確かに営業マンの退職があり補充も出来てない中、一人当たりの持ち件数が増えているのは事実。

しかし、窓口以外にも顔を出すのが、この企業の昔からのルールだった。

このようにいつの間にかルールが変えられたり、以前の常識が常識として認識されてないケースが増えているのです。

1,口やかましく指導する管理職が不在

ハラスメントやコーチング、アンガーマネジメント等、「部下の話をよく聴く」事が管理職には求められています。

そしてちょっとした言葉でもパワハラとか、メンタル不調で離職するとか、人手不足の中でこれ以上人材を失いたくないという意識が「柔らかい管理職」を量産しています。

若手にすれば居心地がいいかもしれませんが、一部にはこういう上司も「ホワイトハラスメント」と言われるようで、若手の成長意欲やスキルアップを阻害しているとか・・。

昔はルールを厳しく指導する管理職がいました。

口やかましいし、怖いし、面倒だし。

しかしそういう人のおかげで最低限のルールは組織の中で維持された訳です。

ところが、皆がホワイト上司になり、「部下に言うべきこと、指導すべき事」さえオブラードに包んだ言い方で、部下が理解してない事が多い。

そういう事も基本ルールを守らない社員が増えた理由。

 

2,管理職自身が多忙で妥協をしている

人手不足もあいまって、管理職の仕事量が増えています。

基本的な事を守らない部下に対して、一度は注意しても、何回も繰り返す部下に対して「面倒だな。いいよ俺がするから」と自らの仕事を増やす。

また、「これ以上注意すると、部下が嫌気を指し、モチベーションが落ちるのは困る」と思い、妥協してしまう。

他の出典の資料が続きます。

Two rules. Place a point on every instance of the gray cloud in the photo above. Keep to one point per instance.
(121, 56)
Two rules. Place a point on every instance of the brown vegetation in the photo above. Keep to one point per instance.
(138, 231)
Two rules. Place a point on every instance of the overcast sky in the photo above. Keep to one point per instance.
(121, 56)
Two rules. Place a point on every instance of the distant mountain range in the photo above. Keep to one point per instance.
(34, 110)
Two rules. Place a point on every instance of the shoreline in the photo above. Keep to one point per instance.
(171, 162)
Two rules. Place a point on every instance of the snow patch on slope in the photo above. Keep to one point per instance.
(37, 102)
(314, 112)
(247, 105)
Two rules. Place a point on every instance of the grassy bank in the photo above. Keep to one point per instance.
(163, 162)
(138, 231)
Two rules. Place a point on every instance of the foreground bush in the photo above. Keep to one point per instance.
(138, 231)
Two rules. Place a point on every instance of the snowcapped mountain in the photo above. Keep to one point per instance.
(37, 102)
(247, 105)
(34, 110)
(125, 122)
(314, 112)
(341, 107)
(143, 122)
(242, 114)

自らの業務量が増えている事で、部下を時間をかけて育てるという意識が薄くなっているのです。

そのしわ寄せが「基本ルールを守らない部下」に増産につながっているのだから、何とも皮肉な話です。

 

3,暗黙知のルールが通じない時代

「これくらい言わないでも分かるだろう。常識だろう」

と管理職は思っています。

以前この顧問先のリスクアセスメントに上がった項目でこんな話がありました。

ある製造幹部は、部下が段ボールのガムテープをカッターで開封する時、そのカッターを体の方の手前に引いている姿を見ました。

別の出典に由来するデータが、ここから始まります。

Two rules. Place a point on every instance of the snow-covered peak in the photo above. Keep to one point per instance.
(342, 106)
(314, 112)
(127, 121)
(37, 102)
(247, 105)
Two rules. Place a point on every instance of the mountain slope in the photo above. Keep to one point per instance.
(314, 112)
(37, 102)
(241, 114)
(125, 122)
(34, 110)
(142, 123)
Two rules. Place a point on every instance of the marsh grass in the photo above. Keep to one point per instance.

そこで製造幹部が「手前に引いたらカッターで切るぞ。危ないじゃないか。なんでそんな事をするんだ?」

と聞いたらその社員は「あー、そうなんですね。知りませんでした」と普通に言ったそうです。

その製造部門の幹部からすると、そういう事は教えずとも常識で知っている事だろうと思っています。

しかし、若手はその常識を言われるまで知らなかったのです。

KYT(危険予知)研修でもいろいろな現場のリスク事例を研修してますが、さすがにガムテープの梱包のカッターの引き方はありません。

総務部門でもしかり。

「このコピー数枚をホッチキスで左肩に留めといて」

と総務主任が若手社員に言いました。すると「左肩ギリギリの箇所に上辺に平行して留めている」のです。

これではめくった時、直ぐ外れてしまいます。

「会議で使う資料で5枚もあるのだから、めくりながら見る。だからホッチキスが取れない位置にするのが常識」

とその上司は思っています。

しかし、そういう暗黙知を知らない若手にとったは「だったら指示する時そう言ってよ」と内心思っているのです。

 

4,形式知にする為の仕組みとは 

では、そういう暗黙知が通じない社員がいる中で最低限の常識を形式知化するにはどうすべきか?

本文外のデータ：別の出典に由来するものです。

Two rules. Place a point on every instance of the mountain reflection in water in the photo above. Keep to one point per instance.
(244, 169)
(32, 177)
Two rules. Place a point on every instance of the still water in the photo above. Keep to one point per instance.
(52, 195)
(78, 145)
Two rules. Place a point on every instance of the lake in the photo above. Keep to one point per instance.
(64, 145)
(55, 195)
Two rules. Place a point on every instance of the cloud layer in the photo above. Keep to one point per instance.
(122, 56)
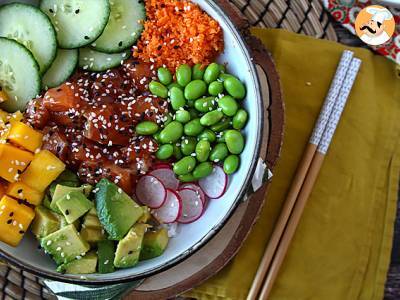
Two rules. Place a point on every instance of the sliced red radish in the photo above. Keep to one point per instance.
(171, 210)
(151, 192)
(167, 177)
(196, 188)
(192, 206)
(214, 185)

弊社では「マネジメントアセスメント」を実施しています。

これまで述べたような「こんな常識も知らないのか」と言いたくなることが現場で日常起こっているのです。

そこで「マネジメントアセスメント研修」を実施し、日ごろ起こっている事実をディス化ションしながら列挙します。

そしてその「現場で起こっている非常識な行為」一つ一つに対して「チェックリスト」を作ります。

そのチェックリストは一度現場で指導し、その後はクレームやヒヤリハットが起こる度に確認します。

そうやって暗黙知を形式知にする事で、組織での基本順守を再度徹底していきます。

 

最近、日本品質に黄色信号がともる出来事が増えています。

真面目で実直な仕事が日本人らしい姿なのに、ちょっと大事な所を見落としている組織には必ず大きな問題が発生します。

実はこういうところも「KPI監査」の対象にしています。